2.Clean all battery terminals of corrosion.
3.Tighten all starting related connections(Positive RED(+) battery terminal, Negative BLACK(-)terminal) and from the terminal to the engine case. All connections must be clean and tight.
4.Clean the cable from the starter solenoid to the starter motor.
5.Clean and check the "bullet connectors" going to the coil side of the starter solenoid.
6.Try again to start the bike.
7.If no luck, go to step #8
8.Wearing eye protection, bridge with pliers or a screwdriver the two heavy duty(large)terminals on the solenoid. If the bike cranks, your solenoid may be bad.
9. If the starter won’t turn over, one of several things has happened; The starter motor has seized due to brushes binding up, lack of lubrication in the bushings of the motor, the battery is weak , the engine has seized or it could be a combination of any of the above. Some websites for starter motor rebuild kits are:
A. RICK'S MOTORSPORT ELECTRIC STARTER BRUSHES
B.starter motor repair kits
10.The dealer may want $$$ for a new solenoid, but take your old one along and visit the nearest riding lawn mower shop. They have solenoids for about $15 that with a little work will fit.
11. I’d recommend upgrading from the existing battery cables to at least 6 gauge welding cables.
They are available in two colors(RED and BLACK) have more flexibility due to being constructed with finer conductors, and will fit in tighter areas.
12. The welding cable is sold by the foot ,so take careful measurements or bring your old cables along. Most battery shops might be able to supply the cable too, so call to find out. The battery shop should be able to crimp/swage on the end of the welding cable the terminal ends or lugs using either a dedicated crimping machine or a tool that looks like a bolt cutter that has special dies to terminate the cable.
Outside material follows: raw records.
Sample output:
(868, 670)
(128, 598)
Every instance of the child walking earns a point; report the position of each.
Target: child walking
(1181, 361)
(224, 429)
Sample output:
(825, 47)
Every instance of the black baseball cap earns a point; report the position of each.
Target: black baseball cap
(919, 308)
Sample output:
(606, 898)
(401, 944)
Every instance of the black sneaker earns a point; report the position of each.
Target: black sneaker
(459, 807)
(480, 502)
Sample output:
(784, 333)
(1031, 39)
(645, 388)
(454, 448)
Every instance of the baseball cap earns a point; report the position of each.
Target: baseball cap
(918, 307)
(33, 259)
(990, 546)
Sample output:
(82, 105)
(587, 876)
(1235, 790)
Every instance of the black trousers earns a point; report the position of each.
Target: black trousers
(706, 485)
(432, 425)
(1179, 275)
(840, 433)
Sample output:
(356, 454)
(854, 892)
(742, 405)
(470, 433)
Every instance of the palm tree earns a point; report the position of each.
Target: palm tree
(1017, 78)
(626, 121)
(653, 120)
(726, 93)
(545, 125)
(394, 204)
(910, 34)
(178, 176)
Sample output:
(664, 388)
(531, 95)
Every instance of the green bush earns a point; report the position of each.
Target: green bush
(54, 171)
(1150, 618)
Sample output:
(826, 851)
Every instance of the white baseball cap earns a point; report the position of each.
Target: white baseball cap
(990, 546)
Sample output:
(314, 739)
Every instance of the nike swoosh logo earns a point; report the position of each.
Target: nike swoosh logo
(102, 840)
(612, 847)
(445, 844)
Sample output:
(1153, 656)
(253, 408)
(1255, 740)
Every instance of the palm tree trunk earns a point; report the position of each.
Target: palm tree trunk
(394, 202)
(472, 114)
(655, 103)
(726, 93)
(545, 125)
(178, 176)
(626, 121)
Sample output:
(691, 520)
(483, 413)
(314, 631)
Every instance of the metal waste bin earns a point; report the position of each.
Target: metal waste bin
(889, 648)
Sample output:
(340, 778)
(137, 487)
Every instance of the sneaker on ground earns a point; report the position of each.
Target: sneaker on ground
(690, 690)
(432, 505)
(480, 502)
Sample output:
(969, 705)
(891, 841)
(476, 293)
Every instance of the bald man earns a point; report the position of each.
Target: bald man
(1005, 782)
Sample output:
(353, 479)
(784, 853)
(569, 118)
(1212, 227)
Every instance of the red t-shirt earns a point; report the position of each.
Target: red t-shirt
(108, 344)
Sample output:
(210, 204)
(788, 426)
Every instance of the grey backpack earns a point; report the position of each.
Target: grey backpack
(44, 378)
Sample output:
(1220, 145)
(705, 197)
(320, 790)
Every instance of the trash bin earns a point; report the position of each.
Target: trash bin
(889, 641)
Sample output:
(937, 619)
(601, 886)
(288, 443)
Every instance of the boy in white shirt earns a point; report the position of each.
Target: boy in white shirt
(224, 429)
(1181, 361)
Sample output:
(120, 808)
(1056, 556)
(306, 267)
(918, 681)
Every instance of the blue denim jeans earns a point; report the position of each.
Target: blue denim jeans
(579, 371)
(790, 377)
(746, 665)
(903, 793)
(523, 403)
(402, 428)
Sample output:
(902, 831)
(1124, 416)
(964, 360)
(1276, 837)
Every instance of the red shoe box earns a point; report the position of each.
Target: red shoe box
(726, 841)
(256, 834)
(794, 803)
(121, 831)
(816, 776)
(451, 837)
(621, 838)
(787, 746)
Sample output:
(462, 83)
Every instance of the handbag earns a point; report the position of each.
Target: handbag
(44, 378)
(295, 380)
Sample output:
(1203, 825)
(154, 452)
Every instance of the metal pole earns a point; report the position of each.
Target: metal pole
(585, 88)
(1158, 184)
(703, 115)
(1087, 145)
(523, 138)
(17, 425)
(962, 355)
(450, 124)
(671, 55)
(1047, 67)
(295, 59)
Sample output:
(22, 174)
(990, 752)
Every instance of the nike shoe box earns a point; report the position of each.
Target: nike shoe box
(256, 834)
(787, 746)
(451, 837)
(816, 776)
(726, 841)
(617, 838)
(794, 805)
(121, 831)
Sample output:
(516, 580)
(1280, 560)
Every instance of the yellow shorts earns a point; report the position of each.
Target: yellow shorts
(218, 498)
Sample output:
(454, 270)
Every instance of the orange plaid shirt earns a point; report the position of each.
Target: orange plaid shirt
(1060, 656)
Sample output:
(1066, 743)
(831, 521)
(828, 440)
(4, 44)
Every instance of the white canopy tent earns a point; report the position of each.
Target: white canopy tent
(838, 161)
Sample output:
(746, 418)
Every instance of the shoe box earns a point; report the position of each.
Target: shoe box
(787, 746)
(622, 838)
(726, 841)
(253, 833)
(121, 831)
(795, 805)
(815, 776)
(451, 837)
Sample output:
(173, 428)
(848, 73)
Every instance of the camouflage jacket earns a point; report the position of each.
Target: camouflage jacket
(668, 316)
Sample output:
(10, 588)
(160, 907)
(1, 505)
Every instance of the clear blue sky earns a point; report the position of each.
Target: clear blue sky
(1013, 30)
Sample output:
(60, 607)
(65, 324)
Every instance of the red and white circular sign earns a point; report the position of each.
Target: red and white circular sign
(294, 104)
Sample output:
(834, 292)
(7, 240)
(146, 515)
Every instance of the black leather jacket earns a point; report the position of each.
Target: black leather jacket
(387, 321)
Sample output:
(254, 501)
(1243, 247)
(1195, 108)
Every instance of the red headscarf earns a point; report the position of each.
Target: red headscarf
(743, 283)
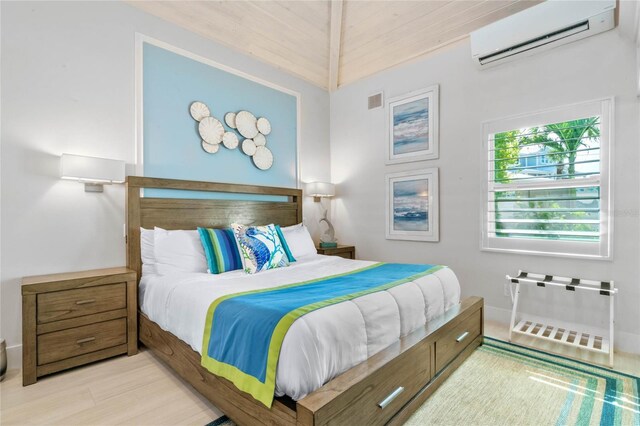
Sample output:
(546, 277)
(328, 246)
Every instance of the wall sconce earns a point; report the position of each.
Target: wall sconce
(92, 171)
(320, 190)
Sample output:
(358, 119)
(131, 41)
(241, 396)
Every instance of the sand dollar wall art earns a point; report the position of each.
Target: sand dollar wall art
(199, 120)
(251, 129)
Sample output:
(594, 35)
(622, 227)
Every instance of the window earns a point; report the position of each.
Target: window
(547, 182)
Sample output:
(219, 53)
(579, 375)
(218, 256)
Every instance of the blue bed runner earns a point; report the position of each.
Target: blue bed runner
(244, 331)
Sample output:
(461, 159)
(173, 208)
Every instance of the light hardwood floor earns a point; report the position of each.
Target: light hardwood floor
(140, 390)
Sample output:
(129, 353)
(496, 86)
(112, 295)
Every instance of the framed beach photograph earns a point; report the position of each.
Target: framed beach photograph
(412, 205)
(413, 126)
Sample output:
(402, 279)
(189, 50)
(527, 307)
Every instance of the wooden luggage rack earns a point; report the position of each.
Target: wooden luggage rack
(570, 336)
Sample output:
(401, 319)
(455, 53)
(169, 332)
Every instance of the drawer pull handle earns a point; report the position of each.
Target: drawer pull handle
(462, 336)
(393, 395)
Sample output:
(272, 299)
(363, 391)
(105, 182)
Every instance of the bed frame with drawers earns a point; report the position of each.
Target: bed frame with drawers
(385, 389)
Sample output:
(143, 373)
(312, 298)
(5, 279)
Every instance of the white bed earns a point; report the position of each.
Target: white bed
(320, 345)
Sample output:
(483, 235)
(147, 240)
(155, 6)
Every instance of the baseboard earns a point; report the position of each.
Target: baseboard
(14, 357)
(624, 341)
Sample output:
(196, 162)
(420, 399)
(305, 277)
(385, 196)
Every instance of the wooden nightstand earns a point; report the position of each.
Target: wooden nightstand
(348, 252)
(76, 318)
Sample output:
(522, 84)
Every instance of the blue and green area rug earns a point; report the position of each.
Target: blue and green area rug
(507, 384)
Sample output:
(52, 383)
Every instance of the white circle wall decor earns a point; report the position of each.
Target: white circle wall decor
(230, 140)
(260, 140)
(264, 126)
(263, 158)
(248, 147)
(246, 124)
(199, 111)
(211, 148)
(211, 130)
(230, 119)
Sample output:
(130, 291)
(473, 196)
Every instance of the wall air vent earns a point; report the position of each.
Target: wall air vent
(374, 101)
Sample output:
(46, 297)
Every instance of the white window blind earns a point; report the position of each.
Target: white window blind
(547, 182)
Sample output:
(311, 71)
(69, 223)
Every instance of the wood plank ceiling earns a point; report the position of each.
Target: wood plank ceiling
(334, 42)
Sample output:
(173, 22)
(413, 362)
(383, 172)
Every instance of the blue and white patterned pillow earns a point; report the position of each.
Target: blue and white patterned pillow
(260, 247)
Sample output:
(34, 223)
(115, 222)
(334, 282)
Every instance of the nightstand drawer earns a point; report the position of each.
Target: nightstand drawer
(81, 340)
(61, 305)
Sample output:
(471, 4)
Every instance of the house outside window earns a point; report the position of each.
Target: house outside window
(547, 182)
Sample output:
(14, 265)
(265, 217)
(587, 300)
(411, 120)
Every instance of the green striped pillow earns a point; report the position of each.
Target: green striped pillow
(221, 250)
(285, 246)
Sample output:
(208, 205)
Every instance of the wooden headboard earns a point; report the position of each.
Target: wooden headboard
(181, 213)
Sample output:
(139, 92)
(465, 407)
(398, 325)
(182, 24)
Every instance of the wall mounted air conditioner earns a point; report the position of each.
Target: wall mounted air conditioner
(541, 27)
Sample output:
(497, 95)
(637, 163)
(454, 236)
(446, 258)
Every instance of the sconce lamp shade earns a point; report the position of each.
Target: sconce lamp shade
(93, 171)
(320, 189)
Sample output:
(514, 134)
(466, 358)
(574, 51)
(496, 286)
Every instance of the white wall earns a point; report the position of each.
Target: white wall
(597, 67)
(68, 86)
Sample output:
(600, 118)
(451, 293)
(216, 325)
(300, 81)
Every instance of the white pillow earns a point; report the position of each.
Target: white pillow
(299, 240)
(178, 251)
(146, 251)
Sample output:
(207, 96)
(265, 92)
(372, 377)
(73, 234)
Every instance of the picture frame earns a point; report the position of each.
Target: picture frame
(412, 211)
(413, 126)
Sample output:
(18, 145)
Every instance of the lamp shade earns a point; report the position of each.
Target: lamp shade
(320, 189)
(91, 169)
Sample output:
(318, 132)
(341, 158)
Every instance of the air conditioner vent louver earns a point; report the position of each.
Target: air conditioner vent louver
(539, 28)
(536, 42)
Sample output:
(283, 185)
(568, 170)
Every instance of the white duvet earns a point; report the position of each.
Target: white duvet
(320, 345)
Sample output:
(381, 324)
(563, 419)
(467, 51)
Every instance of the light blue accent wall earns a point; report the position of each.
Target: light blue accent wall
(172, 146)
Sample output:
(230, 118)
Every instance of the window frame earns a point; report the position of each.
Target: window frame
(603, 249)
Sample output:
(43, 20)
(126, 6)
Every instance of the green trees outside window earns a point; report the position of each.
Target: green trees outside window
(546, 181)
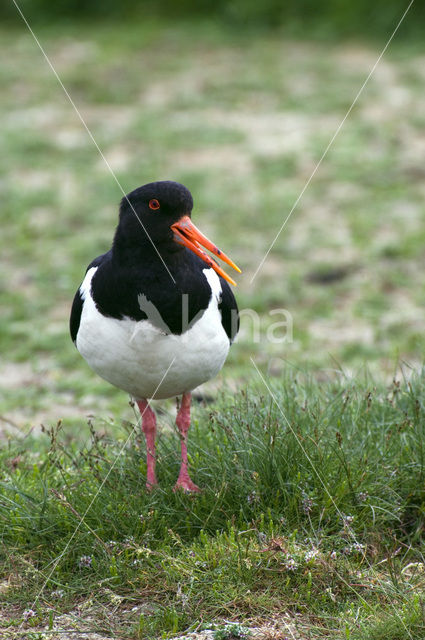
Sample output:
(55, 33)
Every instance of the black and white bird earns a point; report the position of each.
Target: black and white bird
(154, 316)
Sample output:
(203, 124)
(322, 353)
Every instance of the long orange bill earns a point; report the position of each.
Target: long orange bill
(186, 233)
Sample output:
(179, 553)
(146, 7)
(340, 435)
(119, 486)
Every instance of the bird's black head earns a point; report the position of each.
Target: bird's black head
(156, 220)
(147, 213)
Mfolks advice is on the money. A small V charger is all you need to recharge a motorcycle battery. A large V charger will do damage. IIRC. Get a voltmeter from an autoparts store. They are like 15 bucks or so. Set switch to 20 DCV and touch red lead to positive terminal and black lead to negative terminal. Need to know that V > than or = 12.8 V for healthy battery.
thanks for all your help guys, i did some playing around in the garage last night and went threw all the checks. turns out the batteries toast, swapped it with one of the other bikes and turns right over.